The harpy is the world’s largest and fiercest eagle, but also the least known. To save this elusive bird from extinction, you must first find and catch it. This dangerous mission is not for the faint-hearted, as Pete Oxford discovered when he joined scientists in the Amazonian canopy.

We sloshed with unsteady footfalls, waist-high in water, towards the Gothic buttress roots of a giant kapok tree. From the bromeliad-covered branches above came the plaintive cries of Pacuyo, a seven-month-old harpy eagle.
   
The harpy eagle is an impressive bird, a supreme predator of monkeys and sloths, which it snatches from the branches using its ferocious talons. Yet little is known about it.
 
Though the species ranges as far north as southern Mexico and as far south as south-east Brazil and northern Argentina, it is rare and in decline everywhere due to habitat loss and poaching for its talismanic feathers. Even in well-populated areas, such as here in Ecuador, nests are very hard to locate.
 
So, lucky enough to have tracked one down, our next mission was to attach a GPS to Pacuyo’s back, which would allow his movements to be monitored for the next three years. Today marked our ninth attempt to fit the harness, and if we succeeded, it would be the first time a harpy eagle had been tagged in this way.
 
Pacuyo was already able to fly, so we had to capture him remotely using a foot-noose trap. This comprised a wire mesh baited with a dead sloth ‘stolen’ from the chick, and a string noose that could be pulled shut from the ground.
 
Hands on conservation

 
Ruth Muñiz, head of the Harpy Eagle Conservation Programme, directed the mission from the ground, and Alexander Blanco, a Venezuelan vet and tree-climber, assembled the device and was in charge of securing the bird. My job was to take photos and ‘call the trap’ – signal to the team below when to pull the noose shut. The effort required to set the snare and Pacuyo’s nervousness meant that we could only attempt one ‘pull’ per day. We had so far experienced nothing but failure.
 
Yet our trap had been evolving. Every night we had analysed the day’s images on my laptop, and learned exactly why each pull had failed – for example because the noose had only snagged Pacuyo’s talons and not his tarsus (wrist).
 
Today was our last chance; the culmination of all our efforts. We waited in tense silence as Pacuyo approached the remodified trap. After what felt like hours, he finally lunged for the meat. The noose gently fell across his claws. “Pull!” I yelled, and the rope tightened.
 
Alex shinnied up to the nest and grabbed the puzzled bird, wrapping his lethal claws in bandages and taping his beak. He then clipped Pacuyo to his climbing harness and scrambled back down.
 
The team leapt into action, taking data and preparing the GPS ‘backpack’ the chick was to wear.

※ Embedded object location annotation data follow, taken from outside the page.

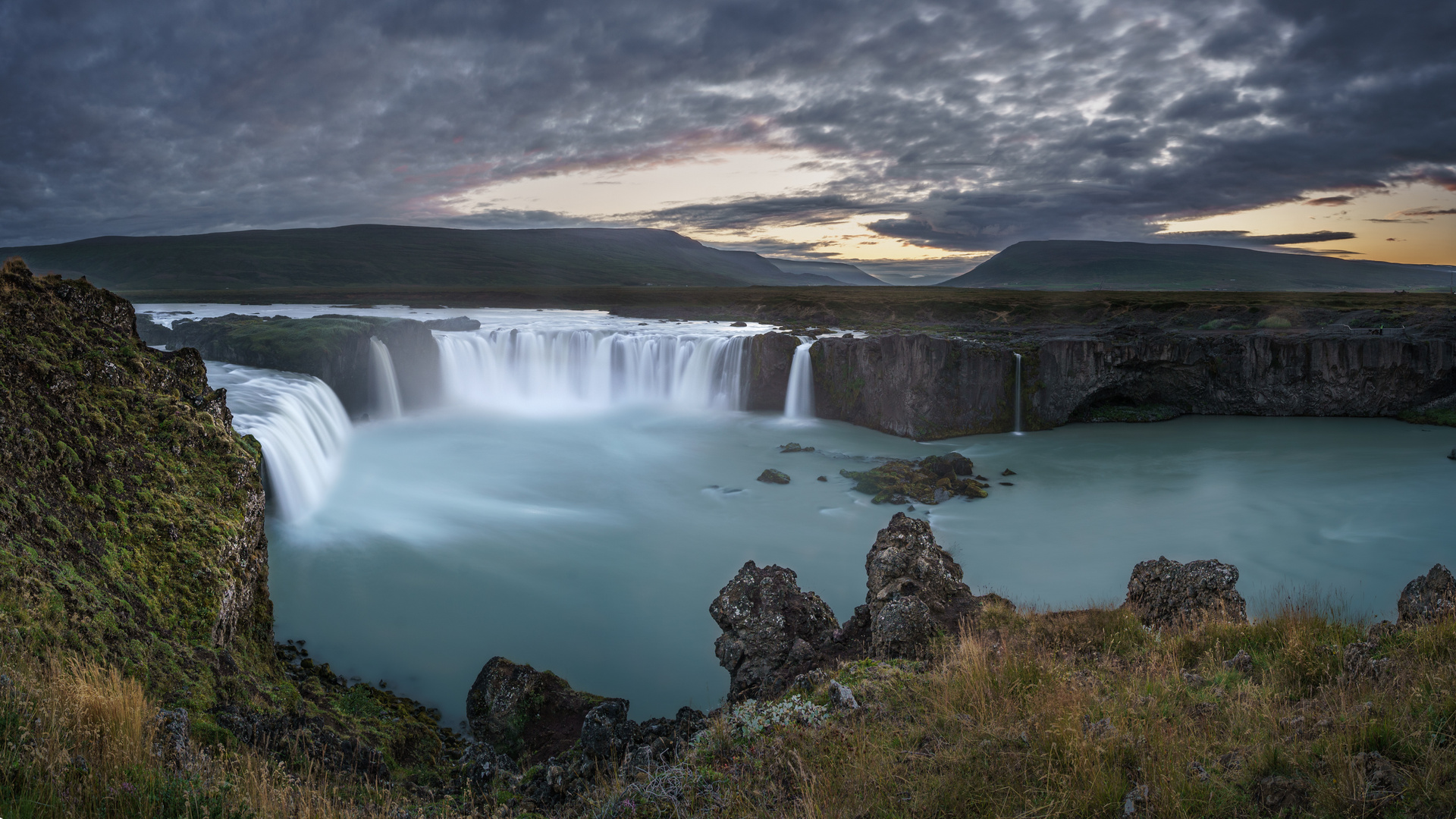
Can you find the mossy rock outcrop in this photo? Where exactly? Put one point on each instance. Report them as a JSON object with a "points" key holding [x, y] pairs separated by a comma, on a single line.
{"points": [[131, 532], [130, 512], [930, 480], [525, 713]]}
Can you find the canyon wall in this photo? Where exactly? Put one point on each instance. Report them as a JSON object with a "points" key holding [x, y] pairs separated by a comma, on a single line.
{"points": [[332, 347], [929, 388]]}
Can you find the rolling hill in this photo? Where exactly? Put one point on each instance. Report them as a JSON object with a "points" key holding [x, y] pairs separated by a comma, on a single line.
{"points": [[383, 254], [839, 271], [1134, 265]]}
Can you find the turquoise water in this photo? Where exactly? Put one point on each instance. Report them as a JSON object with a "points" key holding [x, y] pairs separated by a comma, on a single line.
{"points": [[592, 544]]}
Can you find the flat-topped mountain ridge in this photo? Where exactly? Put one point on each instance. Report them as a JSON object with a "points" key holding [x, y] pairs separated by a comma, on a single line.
{"points": [[389, 254], [1063, 264]]}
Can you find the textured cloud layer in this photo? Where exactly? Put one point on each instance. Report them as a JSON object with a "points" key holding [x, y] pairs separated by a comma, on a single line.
{"points": [[984, 123]]}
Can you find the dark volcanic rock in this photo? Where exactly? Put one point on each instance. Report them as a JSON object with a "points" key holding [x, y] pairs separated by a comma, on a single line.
{"points": [[1166, 594], [606, 732], [929, 480], [772, 630], [455, 325], [932, 388], [519, 710], [1429, 598], [769, 359], [915, 589], [332, 347]]}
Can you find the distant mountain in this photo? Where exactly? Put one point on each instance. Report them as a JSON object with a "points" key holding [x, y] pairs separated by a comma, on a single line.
{"points": [[839, 271], [384, 254], [1136, 265]]}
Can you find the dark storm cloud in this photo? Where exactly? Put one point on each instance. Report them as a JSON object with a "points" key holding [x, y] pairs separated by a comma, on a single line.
{"points": [[984, 123], [1245, 238]]}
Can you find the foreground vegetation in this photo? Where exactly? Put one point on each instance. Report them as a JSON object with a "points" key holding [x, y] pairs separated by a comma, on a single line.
{"points": [[1090, 714], [1030, 714]]}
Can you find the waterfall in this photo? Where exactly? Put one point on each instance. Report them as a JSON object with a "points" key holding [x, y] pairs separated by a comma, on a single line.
{"points": [[573, 369], [800, 400], [300, 425], [383, 387], [1017, 420]]}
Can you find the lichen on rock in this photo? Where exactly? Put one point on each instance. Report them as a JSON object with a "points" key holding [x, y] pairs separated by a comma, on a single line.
{"points": [[1429, 598], [522, 711], [772, 630]]}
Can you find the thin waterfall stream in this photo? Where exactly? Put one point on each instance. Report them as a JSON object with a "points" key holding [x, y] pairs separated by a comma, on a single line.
{"points": [[799, 403], [1017, 403], [383, 385], [588, 487]]}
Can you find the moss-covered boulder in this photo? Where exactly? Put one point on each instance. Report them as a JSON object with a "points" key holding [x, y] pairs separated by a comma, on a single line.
{"points": [[929, 482], [332, 347], [131, 515], [525, 713]]}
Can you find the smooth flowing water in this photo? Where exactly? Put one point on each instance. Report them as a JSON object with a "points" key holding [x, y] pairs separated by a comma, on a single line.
{"points": [[590, 542], [383, 385], [800, 400], [300, 425]]}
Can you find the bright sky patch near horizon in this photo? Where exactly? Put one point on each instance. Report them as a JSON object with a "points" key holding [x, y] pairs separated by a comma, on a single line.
{"points": [[912, 137]]}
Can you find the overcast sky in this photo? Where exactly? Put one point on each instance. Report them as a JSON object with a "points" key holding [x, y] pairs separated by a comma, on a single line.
{"points": [[922, 136]]}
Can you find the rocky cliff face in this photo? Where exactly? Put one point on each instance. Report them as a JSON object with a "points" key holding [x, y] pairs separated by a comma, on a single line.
{"points": [[769, 359], [927, 388], [130, 510], [1244, 375]]}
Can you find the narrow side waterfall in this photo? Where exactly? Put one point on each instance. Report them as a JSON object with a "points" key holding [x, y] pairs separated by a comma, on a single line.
{"points": [[383, 387], [300, 425], [1017, 419], [574, 369], [800, 400]]}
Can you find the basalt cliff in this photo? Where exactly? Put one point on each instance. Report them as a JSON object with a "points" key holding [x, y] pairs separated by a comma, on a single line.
{"points": [[934, 387]]}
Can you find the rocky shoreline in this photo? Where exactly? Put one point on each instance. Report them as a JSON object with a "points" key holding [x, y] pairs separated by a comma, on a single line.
{"points": [[548, 745]]}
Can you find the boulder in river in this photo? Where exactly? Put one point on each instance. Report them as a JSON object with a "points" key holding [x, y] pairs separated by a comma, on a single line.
{"points": [[1165, 594], [915, 589], [772, 630], [1429, 598], [519, 710], [929, 480]]}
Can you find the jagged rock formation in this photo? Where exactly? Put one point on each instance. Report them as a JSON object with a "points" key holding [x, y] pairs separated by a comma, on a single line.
{"points": [[522, 711], [915, 589], [772, 630], [1429, 598], [930, 388], [332, 347], [930, 480], [1166, 594], [130, 510]]}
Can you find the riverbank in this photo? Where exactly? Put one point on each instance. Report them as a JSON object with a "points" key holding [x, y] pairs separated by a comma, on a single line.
{"points": [[943, 309]]}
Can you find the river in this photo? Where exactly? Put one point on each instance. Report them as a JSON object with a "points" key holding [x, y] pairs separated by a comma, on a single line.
{"points": [[585, 531]]}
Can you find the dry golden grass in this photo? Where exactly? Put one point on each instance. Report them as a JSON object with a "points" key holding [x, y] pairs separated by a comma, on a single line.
{"points": [[1088, 714], [80, 739]]}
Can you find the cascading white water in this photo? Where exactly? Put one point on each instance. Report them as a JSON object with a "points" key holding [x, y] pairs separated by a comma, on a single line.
{"points": [[1017, 422], [300, 425], [571, 369], [800, 400], [383, 387]]}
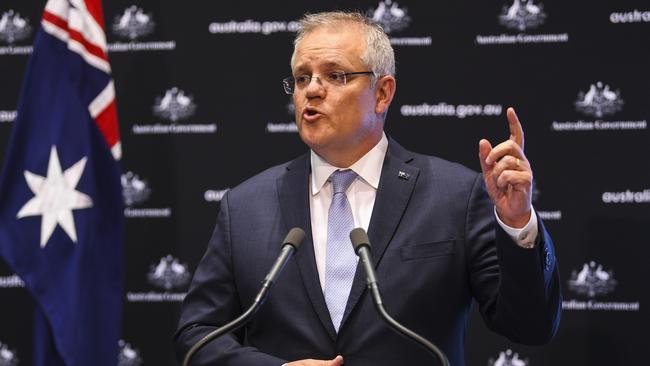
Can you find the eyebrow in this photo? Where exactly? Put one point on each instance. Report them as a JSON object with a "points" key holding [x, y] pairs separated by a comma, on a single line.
{"points": [[326, 65]]}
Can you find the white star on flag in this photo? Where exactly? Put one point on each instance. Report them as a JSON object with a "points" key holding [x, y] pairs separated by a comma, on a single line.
{"points": [[55, 197]]}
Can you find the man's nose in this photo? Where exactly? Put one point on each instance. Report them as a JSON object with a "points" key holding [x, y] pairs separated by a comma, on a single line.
{"points": [[315, 88]]}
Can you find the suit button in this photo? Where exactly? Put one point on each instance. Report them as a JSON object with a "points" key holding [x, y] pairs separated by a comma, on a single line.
{"points": [[547, 259]]}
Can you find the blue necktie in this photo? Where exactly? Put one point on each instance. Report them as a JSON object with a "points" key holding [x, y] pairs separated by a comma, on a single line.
{"points": [[341, 262]]}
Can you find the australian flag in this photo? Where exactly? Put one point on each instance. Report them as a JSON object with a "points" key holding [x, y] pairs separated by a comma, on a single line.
{"points": [[61, 213]]}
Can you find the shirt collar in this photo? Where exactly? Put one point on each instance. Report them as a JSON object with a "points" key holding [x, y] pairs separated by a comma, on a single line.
{"points": [[368, 167]]}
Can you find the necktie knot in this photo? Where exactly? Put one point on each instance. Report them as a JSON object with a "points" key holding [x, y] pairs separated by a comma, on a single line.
{"points": [[341, 180]]}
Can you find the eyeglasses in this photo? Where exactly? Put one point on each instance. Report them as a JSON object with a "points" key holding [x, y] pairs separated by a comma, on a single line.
{"points": [[336, 78]]}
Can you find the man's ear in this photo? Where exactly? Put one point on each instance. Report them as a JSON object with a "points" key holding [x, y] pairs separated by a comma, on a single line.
{"points": [[384, 92]]}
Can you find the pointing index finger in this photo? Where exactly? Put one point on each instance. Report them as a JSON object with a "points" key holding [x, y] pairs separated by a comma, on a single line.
{"points": [[516, 131]]}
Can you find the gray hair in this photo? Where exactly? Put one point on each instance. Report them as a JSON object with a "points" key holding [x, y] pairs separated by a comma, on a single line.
{"points": [[378, 56]]}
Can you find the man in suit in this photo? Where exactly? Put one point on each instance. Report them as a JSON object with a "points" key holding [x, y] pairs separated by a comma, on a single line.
{"points": [[442, 234]]}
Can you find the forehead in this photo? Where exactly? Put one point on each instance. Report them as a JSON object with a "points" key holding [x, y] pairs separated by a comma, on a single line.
{"points": [[327, 46]]}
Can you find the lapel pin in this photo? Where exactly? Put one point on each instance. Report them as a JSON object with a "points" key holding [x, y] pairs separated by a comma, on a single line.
{"points": [[403, 175]]}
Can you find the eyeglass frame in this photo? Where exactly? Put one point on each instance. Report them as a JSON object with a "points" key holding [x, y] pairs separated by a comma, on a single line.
{"points": [[288, 81]]}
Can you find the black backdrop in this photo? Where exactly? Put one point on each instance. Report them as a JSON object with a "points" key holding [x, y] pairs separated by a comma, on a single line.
{"points": [[201, 108]]}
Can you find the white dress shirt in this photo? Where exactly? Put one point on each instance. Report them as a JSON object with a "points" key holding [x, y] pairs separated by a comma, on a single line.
{"points": [[361, 194]]}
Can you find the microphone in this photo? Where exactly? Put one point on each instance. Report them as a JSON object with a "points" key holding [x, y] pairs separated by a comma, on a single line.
{"points": [[362, 247], [290, 244]]}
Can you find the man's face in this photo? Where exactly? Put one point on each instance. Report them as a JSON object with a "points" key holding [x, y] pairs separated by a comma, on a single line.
{"points": [[338, 122]]}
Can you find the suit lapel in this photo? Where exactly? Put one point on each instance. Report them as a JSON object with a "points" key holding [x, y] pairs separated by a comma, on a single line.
{"points": [[396, 185], [293, 191]]}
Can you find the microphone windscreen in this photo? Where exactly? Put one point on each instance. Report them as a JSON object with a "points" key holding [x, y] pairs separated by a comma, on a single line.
{"points": [[359, 237], [294, 237]]}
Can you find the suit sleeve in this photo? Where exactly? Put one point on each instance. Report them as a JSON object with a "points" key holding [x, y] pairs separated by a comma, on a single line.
{"points": [[518, 289], [213, 301]]}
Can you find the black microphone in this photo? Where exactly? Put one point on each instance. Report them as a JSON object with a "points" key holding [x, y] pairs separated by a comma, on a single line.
{"points": [[362, 247], [290, 244]]}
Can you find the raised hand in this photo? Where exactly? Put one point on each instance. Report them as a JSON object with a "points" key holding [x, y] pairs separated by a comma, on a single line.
{"points": [[508, 175]]}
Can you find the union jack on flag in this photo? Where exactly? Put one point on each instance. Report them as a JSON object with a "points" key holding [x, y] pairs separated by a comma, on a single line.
{"points": [[61, 211]]}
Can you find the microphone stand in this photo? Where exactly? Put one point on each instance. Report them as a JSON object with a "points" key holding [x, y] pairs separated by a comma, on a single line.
{"points": [[361, 245], [290, 244]]}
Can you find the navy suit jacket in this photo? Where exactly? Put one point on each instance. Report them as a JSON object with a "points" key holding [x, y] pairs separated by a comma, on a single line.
{"points": [[436, 247]]}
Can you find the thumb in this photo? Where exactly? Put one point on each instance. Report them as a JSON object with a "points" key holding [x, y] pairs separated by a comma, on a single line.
{"points": [[484, 148]]}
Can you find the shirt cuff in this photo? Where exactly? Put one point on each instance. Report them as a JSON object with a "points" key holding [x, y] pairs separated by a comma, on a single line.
{"points": [[524, 237]]}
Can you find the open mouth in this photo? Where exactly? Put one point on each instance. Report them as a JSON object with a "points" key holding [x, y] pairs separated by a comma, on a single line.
{"points": [[311, 114]]}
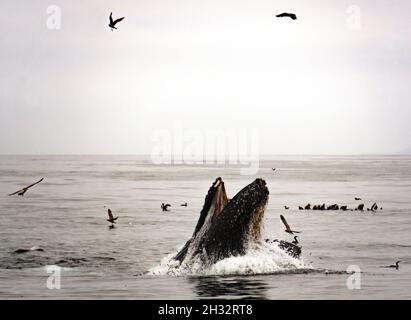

After just 20 minutes, Pacuyo was on his way back to the nest. I climbed up with Alex to record the release, and we carefully unwrapped his feet and beak, and returned his coveted sloth. The youngster accepted the meal with unexpected ease, so we sat and watched him, the sun warm on our backs.
 
Satisfied that all was well, we headed back to Quito, Ecuador’s capital – only to be greeted by the heartbreaking news that the transmitter had failed due to a technical malfunction. All that hard work had been for nothing!
 
If at first you don’t succeed…
 
Nonetheless, 10 months later, we were back. The local Cofán Indians had found and been monitoring a second harpy chick. It was a seven-month-old female on the verge of fledging – the timing was perfect. We observed her for several days, then planned our operation.
 
This was to be a direct capture. Though she was already as big as an adult male (females grow larger than males), Alex would climb to the nest, grab her and bring her down. And so on day 5, ‘Masakay’ was landed. As with Pacuyo, her measurements were taken and a GPS fitted, then she was returned to her nest. We stayed for a few days to ensure that both Masakay and her parents were unfazed by her new accessory.
 
This time, the GPS did not fail us. It’s 16 months later, and the device is still working well. Masakay has so far strayed no further than 300 metres from her nest, but we’re expecting a big move soon, as she sets off to find her own territory in the rainforest – unwittingly helping in the conservation of her entire species as she goes.